Ekaterina
28.05.2004, 13:48
Hello! I do not know, that to me to do or make. The problem washing has arisen for a long time, but recently she especially excruciates me. I on character the cheerful person, at me am a lot of friends, I am constant with them I communicate. I am liked native, friends. I study at university on the second course, I am engaged in foreign tongues. All it is good, if not one "but". I do not like to live. I do not understand, what for I go to University, what for I meet friends. When I leave on street, to me it becomes awkward that someone looks at me. Silly, certainly, but in shop I am afraid to ask of the seller to show me to something, not being assured or confident that I shall buy or purchase this thing.
Looking at myself in a mirror, I understand, that nice, and the God good has awarded with a figure, not having forgotten to enclose in me brains. I it understand all. But I can not be myself. That whom I see in a mirror of the house, instead of in public, leaving on street. In me there does not live such muck as envy. But, when I meet the girlfriend, I on all hundred am assured, that first of all will pay attention to it or her, instead of on me even if I have made a remarkable make up and is more tremendous have put on. Probably, this all iz-for my uncertainty in and any complexes. It can seem silly, but, believe, this problem prevents to live to me. I very much wish to find a way out, but I do not know as. Please, advise something. Thankful in advance.

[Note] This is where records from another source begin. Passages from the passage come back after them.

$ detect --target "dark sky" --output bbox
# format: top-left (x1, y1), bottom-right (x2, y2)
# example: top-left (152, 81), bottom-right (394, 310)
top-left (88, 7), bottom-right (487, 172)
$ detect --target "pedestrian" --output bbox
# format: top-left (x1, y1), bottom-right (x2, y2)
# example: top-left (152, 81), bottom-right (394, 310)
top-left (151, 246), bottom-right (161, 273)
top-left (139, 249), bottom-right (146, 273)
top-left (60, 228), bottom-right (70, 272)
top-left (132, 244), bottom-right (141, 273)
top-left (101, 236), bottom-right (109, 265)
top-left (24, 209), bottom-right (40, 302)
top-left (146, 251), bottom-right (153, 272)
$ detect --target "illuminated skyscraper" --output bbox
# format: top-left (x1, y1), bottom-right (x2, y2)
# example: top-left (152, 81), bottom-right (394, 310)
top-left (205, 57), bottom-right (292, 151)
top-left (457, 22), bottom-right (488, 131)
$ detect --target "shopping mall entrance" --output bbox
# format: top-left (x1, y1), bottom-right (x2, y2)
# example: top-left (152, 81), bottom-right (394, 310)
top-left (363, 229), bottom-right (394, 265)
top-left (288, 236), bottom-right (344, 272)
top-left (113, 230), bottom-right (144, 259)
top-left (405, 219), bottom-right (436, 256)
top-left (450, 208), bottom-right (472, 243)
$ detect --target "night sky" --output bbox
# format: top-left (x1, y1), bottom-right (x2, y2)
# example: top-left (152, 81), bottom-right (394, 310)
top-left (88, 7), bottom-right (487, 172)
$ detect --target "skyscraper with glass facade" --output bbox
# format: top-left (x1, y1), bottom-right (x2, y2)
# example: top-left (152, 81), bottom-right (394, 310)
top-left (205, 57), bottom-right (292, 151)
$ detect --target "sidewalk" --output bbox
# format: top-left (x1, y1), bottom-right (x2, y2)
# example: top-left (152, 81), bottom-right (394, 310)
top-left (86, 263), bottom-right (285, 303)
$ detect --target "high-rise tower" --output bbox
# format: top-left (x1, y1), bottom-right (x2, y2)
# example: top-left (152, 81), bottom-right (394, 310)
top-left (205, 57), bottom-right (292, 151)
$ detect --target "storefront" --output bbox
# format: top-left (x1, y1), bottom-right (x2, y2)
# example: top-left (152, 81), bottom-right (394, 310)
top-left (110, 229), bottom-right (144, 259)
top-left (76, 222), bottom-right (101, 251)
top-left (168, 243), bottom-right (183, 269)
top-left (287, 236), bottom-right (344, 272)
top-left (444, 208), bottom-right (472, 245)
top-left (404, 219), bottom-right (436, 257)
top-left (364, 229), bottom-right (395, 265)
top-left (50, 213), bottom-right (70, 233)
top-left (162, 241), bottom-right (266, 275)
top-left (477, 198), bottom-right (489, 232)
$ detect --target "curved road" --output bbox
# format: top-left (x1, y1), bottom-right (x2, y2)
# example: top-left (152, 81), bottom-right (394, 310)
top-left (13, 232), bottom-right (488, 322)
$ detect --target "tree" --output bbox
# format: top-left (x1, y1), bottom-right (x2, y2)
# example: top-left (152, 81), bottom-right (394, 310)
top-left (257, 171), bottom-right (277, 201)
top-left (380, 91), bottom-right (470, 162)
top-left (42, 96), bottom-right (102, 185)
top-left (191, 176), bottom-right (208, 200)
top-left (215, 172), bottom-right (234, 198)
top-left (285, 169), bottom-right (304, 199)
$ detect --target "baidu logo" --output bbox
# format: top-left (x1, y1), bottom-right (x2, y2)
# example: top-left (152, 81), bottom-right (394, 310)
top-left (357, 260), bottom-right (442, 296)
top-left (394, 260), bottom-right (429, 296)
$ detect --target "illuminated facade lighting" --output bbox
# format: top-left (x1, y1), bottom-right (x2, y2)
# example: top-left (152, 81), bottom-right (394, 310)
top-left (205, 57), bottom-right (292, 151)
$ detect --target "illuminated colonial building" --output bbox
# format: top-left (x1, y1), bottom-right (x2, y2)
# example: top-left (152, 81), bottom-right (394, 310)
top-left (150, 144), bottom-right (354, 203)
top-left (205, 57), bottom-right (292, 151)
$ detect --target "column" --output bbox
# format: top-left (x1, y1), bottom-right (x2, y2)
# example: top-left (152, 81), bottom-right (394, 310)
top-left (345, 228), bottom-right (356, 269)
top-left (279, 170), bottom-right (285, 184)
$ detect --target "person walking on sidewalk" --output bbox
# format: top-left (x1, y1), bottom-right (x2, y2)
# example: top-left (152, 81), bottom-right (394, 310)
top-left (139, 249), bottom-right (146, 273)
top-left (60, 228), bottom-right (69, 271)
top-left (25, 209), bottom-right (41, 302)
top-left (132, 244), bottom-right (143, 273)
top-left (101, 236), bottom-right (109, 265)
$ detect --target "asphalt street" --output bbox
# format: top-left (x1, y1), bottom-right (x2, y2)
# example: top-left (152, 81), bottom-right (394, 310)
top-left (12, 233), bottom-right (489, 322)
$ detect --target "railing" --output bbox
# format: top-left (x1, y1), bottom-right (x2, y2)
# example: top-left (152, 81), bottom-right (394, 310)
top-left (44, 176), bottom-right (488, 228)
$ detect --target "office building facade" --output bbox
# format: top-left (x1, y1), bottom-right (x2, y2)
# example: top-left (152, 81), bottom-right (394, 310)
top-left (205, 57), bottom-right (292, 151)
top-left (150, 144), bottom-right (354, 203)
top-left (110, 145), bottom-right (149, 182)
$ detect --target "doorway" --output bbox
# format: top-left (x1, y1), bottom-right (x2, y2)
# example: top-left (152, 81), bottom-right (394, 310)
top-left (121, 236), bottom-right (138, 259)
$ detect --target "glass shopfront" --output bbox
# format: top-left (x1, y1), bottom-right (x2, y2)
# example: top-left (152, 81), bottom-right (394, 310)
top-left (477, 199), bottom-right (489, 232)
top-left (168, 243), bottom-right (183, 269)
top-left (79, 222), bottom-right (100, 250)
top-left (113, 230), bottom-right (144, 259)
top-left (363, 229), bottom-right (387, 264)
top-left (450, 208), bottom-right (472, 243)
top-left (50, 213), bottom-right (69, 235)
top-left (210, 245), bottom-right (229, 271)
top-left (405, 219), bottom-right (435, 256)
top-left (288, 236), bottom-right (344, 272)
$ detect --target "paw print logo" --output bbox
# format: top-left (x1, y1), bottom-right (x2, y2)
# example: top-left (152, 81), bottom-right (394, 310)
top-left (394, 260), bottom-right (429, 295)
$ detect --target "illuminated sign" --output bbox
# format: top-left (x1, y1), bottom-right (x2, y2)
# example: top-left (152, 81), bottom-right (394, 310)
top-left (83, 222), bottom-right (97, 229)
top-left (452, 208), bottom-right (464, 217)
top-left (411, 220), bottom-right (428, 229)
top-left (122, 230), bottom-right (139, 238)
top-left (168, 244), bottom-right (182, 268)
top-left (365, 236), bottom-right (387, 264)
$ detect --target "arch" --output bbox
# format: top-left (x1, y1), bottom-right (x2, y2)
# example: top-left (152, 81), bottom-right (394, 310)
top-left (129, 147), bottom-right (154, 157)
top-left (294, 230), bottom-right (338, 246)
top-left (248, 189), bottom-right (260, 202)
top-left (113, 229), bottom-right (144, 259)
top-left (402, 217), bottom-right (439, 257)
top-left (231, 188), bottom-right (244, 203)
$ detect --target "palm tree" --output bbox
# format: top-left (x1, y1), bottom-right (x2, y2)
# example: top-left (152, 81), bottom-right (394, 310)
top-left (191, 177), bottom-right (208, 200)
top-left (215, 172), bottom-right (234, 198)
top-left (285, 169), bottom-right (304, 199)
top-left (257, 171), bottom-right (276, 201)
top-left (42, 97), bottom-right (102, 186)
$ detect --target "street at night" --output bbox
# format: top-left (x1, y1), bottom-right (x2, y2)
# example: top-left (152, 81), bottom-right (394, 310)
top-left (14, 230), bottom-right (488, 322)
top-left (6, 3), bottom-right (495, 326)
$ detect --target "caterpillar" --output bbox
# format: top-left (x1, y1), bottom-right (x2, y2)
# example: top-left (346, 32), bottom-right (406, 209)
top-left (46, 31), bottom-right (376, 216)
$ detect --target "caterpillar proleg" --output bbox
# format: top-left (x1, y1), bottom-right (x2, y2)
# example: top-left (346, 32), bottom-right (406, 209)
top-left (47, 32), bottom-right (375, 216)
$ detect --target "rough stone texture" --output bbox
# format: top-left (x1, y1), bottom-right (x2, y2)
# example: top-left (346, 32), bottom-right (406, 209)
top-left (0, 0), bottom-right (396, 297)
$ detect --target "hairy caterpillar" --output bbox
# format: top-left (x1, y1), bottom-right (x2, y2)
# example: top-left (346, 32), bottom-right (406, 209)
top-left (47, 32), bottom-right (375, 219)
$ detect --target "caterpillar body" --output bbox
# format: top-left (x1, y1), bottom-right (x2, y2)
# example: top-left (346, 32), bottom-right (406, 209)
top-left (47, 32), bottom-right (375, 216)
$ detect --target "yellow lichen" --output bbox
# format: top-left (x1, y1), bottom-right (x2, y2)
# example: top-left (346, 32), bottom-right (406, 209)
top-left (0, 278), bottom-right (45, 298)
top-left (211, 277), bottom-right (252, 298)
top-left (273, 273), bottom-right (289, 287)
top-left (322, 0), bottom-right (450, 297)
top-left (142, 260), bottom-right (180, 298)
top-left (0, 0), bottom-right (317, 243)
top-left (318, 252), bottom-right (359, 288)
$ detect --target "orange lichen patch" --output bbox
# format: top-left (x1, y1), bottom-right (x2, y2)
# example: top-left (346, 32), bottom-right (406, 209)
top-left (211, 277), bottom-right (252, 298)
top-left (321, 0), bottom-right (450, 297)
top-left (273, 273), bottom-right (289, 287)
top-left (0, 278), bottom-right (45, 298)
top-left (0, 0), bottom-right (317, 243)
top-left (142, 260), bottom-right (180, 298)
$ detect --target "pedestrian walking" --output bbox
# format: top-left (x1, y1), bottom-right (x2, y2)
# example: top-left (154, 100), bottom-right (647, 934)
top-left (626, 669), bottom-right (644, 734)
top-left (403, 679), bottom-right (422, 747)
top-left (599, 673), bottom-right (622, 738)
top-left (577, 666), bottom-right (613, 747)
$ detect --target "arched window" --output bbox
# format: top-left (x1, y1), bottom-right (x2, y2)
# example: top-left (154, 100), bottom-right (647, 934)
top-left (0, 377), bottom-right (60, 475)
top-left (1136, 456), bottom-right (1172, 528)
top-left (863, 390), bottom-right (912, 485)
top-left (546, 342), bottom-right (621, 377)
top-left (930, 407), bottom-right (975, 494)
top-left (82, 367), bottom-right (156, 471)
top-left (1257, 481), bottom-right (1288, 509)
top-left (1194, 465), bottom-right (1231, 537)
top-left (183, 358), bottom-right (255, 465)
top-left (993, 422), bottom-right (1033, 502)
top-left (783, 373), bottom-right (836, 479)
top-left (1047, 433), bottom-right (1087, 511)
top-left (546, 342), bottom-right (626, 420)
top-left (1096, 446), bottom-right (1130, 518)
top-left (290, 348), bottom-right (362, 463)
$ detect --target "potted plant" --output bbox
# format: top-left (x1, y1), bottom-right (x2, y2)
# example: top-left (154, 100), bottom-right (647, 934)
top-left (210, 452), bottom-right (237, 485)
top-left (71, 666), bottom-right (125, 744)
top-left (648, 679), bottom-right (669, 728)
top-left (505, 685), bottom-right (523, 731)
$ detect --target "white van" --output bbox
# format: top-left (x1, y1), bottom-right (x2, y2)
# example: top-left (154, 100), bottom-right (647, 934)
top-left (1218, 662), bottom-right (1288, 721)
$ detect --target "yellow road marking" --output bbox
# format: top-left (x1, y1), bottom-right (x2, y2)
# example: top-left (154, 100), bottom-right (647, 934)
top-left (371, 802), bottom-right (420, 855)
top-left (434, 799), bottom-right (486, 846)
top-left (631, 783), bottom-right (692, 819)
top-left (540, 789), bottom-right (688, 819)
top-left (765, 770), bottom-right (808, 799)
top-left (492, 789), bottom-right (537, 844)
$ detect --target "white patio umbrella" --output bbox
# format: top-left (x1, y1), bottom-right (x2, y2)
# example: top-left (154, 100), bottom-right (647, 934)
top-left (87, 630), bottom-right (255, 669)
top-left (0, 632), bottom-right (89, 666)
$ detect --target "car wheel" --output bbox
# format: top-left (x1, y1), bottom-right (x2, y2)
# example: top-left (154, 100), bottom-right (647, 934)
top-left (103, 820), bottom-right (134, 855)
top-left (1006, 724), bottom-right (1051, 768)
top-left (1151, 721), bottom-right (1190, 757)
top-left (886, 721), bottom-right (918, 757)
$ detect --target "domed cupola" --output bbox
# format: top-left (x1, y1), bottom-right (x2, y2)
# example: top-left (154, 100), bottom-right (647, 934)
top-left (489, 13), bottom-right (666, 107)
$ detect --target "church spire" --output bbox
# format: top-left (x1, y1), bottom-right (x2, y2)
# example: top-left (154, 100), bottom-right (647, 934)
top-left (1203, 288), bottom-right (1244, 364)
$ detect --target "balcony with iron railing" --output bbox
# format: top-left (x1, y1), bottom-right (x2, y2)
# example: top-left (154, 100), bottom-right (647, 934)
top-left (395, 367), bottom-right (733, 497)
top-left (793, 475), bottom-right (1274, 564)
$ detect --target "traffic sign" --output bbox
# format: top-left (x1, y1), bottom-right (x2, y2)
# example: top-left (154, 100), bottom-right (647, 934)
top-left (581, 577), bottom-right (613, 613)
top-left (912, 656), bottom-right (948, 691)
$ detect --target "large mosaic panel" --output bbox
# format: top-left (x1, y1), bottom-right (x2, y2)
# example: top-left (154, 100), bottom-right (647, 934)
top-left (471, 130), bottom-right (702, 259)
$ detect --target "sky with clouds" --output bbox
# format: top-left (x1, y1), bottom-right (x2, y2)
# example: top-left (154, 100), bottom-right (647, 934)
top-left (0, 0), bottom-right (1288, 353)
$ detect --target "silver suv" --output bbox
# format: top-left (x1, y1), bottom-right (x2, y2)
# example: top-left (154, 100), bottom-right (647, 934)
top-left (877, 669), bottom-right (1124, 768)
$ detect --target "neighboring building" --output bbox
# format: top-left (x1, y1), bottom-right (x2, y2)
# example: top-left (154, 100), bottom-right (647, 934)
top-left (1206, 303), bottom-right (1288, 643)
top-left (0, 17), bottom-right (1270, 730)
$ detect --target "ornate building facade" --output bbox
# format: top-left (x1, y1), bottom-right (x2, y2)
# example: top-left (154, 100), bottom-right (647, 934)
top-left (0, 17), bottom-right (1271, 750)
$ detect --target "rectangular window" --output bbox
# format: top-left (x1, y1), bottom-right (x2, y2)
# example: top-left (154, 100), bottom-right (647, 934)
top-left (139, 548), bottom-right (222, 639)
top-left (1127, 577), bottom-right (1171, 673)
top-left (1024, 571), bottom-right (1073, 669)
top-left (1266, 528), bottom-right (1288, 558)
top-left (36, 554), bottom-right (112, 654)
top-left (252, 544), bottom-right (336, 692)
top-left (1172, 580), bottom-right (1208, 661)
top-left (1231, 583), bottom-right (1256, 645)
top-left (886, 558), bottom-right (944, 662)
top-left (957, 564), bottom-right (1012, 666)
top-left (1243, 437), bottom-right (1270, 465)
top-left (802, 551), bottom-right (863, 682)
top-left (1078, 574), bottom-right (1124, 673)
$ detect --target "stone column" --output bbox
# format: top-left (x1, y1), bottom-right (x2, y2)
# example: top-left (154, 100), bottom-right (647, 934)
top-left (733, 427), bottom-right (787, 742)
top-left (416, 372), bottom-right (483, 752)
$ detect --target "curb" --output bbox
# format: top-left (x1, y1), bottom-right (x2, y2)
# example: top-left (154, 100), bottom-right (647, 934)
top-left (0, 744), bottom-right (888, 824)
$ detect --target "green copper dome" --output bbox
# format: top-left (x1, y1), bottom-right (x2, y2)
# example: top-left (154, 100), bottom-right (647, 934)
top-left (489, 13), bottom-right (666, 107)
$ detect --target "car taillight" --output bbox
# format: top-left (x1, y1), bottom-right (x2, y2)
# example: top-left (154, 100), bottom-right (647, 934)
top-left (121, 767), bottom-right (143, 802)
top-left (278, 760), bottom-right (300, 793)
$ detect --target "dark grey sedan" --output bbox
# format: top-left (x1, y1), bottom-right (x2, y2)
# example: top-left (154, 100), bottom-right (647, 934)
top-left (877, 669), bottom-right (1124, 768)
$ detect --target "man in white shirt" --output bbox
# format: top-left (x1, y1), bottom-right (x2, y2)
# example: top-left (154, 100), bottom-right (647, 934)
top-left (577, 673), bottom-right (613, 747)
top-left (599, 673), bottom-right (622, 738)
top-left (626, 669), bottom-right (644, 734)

Looking at myself in a mirror, I understand, that nice, and the God good has awarded with a figure, not having forgotten to enclose in me brains. I it understand all. But I can not be myself. That whom I see in a mirror of the house, instead of in public, leaving on street. In me there does not live such muck as envy. But, when I meet the girlfriend, I on all hundred am assured, that first of all will pay attention to it or her, instead of on me even if I have made a remarkable make up and is more tremendous have put on. Probably, this all iz-for my uncertainty in and any complexes. It can seem silly, but, believe, this problem prevents to live to me. I very much wish to find a way out, but I do not know as. Please, advise something. Thankful in advance.